Thanks to North Carolina, where expansion has meant government health insurance for more than 346,000 low-income people so far, the prospect has become “politically safer to consider,” said Frank Knapp, president of the Small Business Chamber of Commerce in South Carolina. Republican lawmakers in his state are considering forming a committee to study the idea.
Under Medicaid expansion, adults earning up to 138 percent of the federal poverty level, or about $35,600 for a family of three, qualify for coverage. Nearly 3 million Americans would become newly eligible for Medicaid if all holdout states expanded, according to KFF.
Strong public support for Medicaid in non-expansion states, and lobbying from influential sectors of the health-care industry — especially hospitals — has eroded some of the opposition.
There’s also more money on the table.
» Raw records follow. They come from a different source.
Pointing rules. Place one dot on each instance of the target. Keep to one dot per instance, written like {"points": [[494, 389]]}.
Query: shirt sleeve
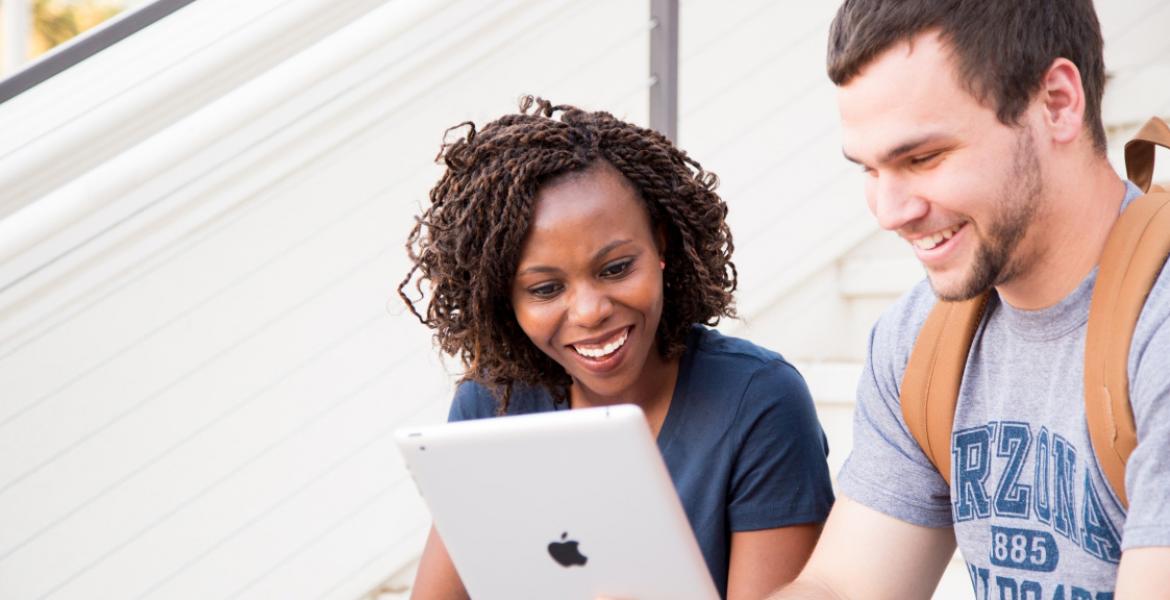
{"points": [[472, 401], [1148, 471], [887, 470], [780, 476]]}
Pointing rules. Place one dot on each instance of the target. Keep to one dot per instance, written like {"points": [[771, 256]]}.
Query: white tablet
{"points": [[570, 504]]}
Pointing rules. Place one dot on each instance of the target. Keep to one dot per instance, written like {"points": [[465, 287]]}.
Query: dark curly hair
{"points": [[467, 243]]}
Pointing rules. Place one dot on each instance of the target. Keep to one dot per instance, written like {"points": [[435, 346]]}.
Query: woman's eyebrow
{"points": [[607, 248], [544, 269]]}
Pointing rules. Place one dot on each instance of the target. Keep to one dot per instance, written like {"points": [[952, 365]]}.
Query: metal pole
{"points": [[18, 23], [665, 68]]}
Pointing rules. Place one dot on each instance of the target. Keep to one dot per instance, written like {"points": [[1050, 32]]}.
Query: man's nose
{"points": [[894, 202]]}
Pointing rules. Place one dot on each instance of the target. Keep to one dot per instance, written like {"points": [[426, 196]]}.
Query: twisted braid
{"points": [[467, 243]]}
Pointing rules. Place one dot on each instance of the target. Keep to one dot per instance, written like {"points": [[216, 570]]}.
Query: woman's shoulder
{"points": [[475, 400], [714, 350], [758, 376]]}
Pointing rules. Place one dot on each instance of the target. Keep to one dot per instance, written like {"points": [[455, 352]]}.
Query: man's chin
{"points": [[952, 289]]}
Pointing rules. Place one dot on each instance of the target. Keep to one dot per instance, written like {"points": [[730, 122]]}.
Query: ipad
{"points": [[570, 504]]}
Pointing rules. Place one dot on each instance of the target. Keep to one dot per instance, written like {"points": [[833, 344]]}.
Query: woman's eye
{"points": [[545, 290], [616, 269]]}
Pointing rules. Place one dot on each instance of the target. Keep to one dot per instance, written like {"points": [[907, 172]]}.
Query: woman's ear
{"points": [[660, 242]]}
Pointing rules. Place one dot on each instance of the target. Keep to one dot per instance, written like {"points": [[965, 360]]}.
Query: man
{"points": [[978, 126]]}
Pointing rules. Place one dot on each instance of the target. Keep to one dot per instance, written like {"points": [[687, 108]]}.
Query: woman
{"points": [[573, 263]]}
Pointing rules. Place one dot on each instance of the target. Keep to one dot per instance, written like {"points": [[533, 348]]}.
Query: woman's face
{"points": [[587, 289]]}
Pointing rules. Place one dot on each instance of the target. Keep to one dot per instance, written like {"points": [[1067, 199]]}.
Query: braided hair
{"points": [[467, 243]]}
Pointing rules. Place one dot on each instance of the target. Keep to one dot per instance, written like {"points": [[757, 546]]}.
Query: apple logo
{"points": [[565, 552]]}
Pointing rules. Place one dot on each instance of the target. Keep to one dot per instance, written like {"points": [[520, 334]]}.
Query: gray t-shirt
{"points": [[1032, 514]]}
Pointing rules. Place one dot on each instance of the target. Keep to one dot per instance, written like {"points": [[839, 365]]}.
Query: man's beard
{"points": [[995, 262]]}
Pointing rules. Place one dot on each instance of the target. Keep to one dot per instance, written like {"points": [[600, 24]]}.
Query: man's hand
{"points": [[866, 554]]}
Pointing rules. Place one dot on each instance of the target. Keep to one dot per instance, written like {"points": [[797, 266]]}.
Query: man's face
{"points": [[941, 170]]}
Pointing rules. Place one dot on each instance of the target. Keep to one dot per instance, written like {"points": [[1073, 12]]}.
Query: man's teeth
{"points": [[930, 242], [604, 350]]}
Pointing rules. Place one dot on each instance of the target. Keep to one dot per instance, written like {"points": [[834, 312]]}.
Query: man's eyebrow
{"points": [[900, 150]]}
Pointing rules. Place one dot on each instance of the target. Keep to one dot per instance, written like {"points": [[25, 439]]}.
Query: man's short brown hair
{"points": [[1002, 47]]}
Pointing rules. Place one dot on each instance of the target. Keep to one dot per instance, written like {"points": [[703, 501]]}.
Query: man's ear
{"points": [[1062, 98]]}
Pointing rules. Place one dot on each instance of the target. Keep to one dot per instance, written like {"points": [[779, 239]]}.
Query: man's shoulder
{"points": [[899, 325]]}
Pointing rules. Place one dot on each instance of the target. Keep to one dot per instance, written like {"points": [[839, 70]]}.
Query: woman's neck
{"points": [[652, 392]]}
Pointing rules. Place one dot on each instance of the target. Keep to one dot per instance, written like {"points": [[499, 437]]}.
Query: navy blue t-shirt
{"points": [[741, 440]]}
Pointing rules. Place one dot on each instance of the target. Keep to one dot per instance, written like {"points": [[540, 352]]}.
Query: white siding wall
{"points": [[201, 352]]}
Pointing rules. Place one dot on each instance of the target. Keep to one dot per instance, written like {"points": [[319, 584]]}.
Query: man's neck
{"points": [[1067, 242]]}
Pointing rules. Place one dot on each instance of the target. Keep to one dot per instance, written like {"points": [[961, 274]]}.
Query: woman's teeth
{"points": [[599, 351], [930, 242]]}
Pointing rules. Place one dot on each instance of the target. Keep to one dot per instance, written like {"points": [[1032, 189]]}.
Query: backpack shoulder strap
{"points": [[1130, 262], [934, 374]]}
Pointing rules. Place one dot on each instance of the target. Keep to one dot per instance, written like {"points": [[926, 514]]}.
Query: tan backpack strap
{"points": [[1133, 257], [934, 374], [1140, 151]]}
President Biden’s 2021 pandemic-relief law offered states that increased eligibility for Medicaid a financial incentive for two years, more than offsetting the cost of expansion for the period, according to a KFF analysis. But even as discussion builds in statehouses that once quashed any talk of Medicaid expansion, formidable opposition remains. Republican governors in South Carolina and Mississippi, for example, still oppose expansion. Several other non-expansion states appear to have little to no legislative momentum.
In Kansas, Gov. Laura Kelly (D) is once again pressing her state’s Republican-controlled legislature to adopt Medicaid expansion, saying it would lower health-care costs for all consumers and protect rural hospitals.
But Republican House Speaker Dan Hawkins, in a video address to Kansans posted on YouTube, dismissed Kelly’s expansion plan as “billions in new state and federal spending to increase welfare for able-bodied, working-age people.”